Clip description
Different styles of kisses are demonstrated: the romantic kiss in silhouette, the ‘pantry petter’, the ‘I adore you’ kiss, the ‘lend me a quid’ kiss, the ‘hello darling’ kiss and the ‘home at last’ kiss. A grumpy man sitting outside the announcer’s studio says that without kisses ‘we wouldn’t get married so easy’. The announcer clicks his fingers and the man disappears.
A woman is shown smiling in profile and then close-up as the announcer smiles back. A model sits for the camera while the announcer talks about what gives a girl a kissable smile – Kolynos Dental Cream. Half an inch of Kolynos is put on a toothbrush.
In his booth, while the announcer is explaining to camera the benefits of Kolynos, he is distracted by a beautiful woman (revealed to be his wife) who he can’t help but kiss.
Curator’s notes
This advertisement is an early example of associating a product with (sexual or social) desirability. Romance is used as a marketing strategy to sell the Kolynos brand throughout the ad and the happily married couple at the end (Kolynos smiles shining to the camera) are the result of using the product. The ‘types of kisses’ exampled in this clip are situated firmly within the social conventions of the 1940s – with regards to gender relations and marriage. For example, the ‘pantry petter’ (who is, of course, found in pantries) is presented as a bit of a rascal in contrast to the more responsible male radio announcer in the ad who is quick to show that the woman he’s kissing is the one he’s married to. The ‘welcome home’ kiss is one specifically related to Australian experiences in the 1940s and therefore would have resonated strongly for audiences at the time: the kiss that reunited families with their loved ones returning from the Second World War.

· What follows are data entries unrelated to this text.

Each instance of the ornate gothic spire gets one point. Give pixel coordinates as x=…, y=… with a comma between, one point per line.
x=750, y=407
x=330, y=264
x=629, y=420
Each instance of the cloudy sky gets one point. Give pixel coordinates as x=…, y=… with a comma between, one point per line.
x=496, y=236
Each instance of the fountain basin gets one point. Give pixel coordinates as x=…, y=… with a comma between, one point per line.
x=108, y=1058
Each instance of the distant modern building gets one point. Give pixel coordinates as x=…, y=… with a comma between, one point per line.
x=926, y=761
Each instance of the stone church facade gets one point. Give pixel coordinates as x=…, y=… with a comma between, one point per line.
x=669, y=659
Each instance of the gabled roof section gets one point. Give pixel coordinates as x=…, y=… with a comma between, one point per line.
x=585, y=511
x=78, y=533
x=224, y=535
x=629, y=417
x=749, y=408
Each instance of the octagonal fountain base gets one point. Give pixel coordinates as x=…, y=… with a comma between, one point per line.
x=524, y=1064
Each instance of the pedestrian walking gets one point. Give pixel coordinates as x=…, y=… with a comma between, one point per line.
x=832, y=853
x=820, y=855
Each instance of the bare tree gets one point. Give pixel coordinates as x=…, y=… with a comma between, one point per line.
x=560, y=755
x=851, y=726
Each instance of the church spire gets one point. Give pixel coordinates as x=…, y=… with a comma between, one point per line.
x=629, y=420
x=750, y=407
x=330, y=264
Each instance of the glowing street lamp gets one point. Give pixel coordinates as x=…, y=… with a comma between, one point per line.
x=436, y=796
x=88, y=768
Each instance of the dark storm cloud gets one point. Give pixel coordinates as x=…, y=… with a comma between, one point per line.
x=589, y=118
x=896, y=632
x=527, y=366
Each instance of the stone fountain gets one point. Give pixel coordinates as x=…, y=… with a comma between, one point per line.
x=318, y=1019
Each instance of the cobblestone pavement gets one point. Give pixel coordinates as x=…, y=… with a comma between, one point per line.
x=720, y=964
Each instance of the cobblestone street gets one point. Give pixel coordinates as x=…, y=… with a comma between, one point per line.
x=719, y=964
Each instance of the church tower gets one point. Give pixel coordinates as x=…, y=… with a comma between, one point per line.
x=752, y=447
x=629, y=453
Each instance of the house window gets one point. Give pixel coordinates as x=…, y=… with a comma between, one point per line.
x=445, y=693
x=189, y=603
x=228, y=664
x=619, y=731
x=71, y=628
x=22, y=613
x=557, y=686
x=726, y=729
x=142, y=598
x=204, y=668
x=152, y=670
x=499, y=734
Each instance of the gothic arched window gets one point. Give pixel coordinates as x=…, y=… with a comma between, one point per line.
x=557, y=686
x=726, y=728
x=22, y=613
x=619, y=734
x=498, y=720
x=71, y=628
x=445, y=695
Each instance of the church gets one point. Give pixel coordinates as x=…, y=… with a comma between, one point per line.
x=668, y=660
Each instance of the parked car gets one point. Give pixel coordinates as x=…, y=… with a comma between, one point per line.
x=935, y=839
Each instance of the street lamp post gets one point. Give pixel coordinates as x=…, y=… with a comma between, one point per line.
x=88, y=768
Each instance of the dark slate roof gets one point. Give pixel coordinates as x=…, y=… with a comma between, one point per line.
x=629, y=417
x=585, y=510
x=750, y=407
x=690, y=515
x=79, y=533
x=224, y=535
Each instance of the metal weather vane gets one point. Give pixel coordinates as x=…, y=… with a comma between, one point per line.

Since the development of the advertising industry and the changes in acceptable social customs in the last 60 years, advertisements have increasingly linked their products with sex or sexual appeal. A recent Eclipse Gum television advertisement, for example, presented two strangers kissing passionately in a unisex bathroom after eating a breath mint. This passionate kiss in the Eclipse ad is a long way from the kiss which welcomes home returned servicemen in this Kolynos ad. This capturing of the social customs of the times is one of the reasons that classic cinema advertisements such as this one remain an important record of our social history.